2.         Split the responsibility

A model that can sometimes work is to split the responsibility in the proceedings, with the exclusive field licensee taking responsibility to prosecute infringers, and the licensor having the responsibility to control any validity proceedings.

1.         The suspension of royalties

A typical term in a non-exclusive license is that the licensor will prosecute infringers, and that if the licensor fails to do so after having been provided sufficient evidence of the infringement, the non-exclusive licensee’s royalty obligations are suspended. After all, if the licensor’s inaction enables an infringer to infringe without the obligation of a royalty overhead, why should the non-exclusive licensee be burdened by the royalty overhead, and as a result be less competitive. The non-exclusive licensee will want to enjoy the same privilege of having no royalty obligation that the infringer enjoys.

This model can also be used where the licensor retains the power to prosecute infringers in a field license. It is a compromise model, since of course the exclusive field licensee would prefer not to have royalties suspended, but would rather pay them, and be equipped to take infringement proceedings and thereby put a stop to the infringer’s activities.

2.         Up front license fees

This suspension of royalties model does not work so well for a field licensee that pays an up front license fee as the only consideration for the license, and pays no royalties for the term of the license. If the field licensee has paid all the consideration for the license as a lump sum, it will indeed be prejudiced if the licensor retains the right to prosecute infringers, and fails or refuses to do so, having the result that the field licensee is less competitive against an infringer that cannot be stopped, and does not have the overhead of having paid for the right to use the IP, which needs to be recouped.

3.         Power of attorney

A field licensee, being treated as a non-exclusive licensee, and therefore lacking standing and capacity to prosecute an infringer may seek a power of attorney from the licensor to confer this right.

The result of a power of attorney is that the licensee attorney has the power to sue in the licensor principal’s name, and thereby to create legal obligations and liabilities upon the licensor, which the licensor, having granted the power of attorney, may not be in a position to control or influence. The prospect of the licensor being liable for the actions of the licensee attorney will not be an appealing one for the licensor, which may be disinclined to confer a power of attorney.

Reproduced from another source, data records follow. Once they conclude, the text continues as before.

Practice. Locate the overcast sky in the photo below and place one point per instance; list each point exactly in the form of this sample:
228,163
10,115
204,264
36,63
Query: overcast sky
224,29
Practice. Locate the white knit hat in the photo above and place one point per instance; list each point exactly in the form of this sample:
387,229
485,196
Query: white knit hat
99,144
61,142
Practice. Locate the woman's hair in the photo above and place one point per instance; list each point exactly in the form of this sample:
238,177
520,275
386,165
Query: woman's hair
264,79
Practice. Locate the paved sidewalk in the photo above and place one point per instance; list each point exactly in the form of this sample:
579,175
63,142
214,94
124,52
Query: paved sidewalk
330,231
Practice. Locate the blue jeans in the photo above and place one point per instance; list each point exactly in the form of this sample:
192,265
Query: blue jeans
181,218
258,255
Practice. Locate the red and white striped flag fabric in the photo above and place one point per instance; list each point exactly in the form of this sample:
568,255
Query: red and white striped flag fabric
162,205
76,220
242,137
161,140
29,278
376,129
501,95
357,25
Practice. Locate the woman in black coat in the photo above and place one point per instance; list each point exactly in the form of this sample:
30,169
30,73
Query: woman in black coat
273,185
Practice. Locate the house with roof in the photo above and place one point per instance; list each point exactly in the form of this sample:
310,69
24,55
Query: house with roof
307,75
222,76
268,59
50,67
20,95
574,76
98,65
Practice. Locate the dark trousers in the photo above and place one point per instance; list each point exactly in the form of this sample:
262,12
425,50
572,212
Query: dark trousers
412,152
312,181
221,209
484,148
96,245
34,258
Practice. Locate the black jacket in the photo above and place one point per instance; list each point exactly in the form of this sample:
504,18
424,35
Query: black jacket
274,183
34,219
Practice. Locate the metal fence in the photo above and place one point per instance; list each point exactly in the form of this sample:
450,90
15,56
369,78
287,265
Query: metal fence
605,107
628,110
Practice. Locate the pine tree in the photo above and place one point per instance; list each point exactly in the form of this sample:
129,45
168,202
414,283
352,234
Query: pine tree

That will especially be so where the licensor is a university, research organisation, or Government laboratory. The prospect of equipping a person to create liabilities and obligations upon the risk averse public body will indeed be daunting, and avoided.

6.         Cost

The cost of the proceedings has to be taken into account. A licensor may be a university, research organisation, or Government laboratory, and it will not normally want, nor be sanctioned to commit to what is the very substantial and prohibitive cost of funding infringement and validity litigation. In fact, this type of licensor relies upon a licensee with deep pockets to fund the cost of infringement and validity litigation.

Concluding comments.

Field licenses are special licenses, with special and unique issues which do not always have straightforward solutions. So many of the outcomes on these special issues will depend upon the relative bargaining strengths and weaknesses of the respective parties in their negotiation. Like all the other issues in a negotiation, the best prepared party with a mastery of the issues, will be likely to achieve the better outcome.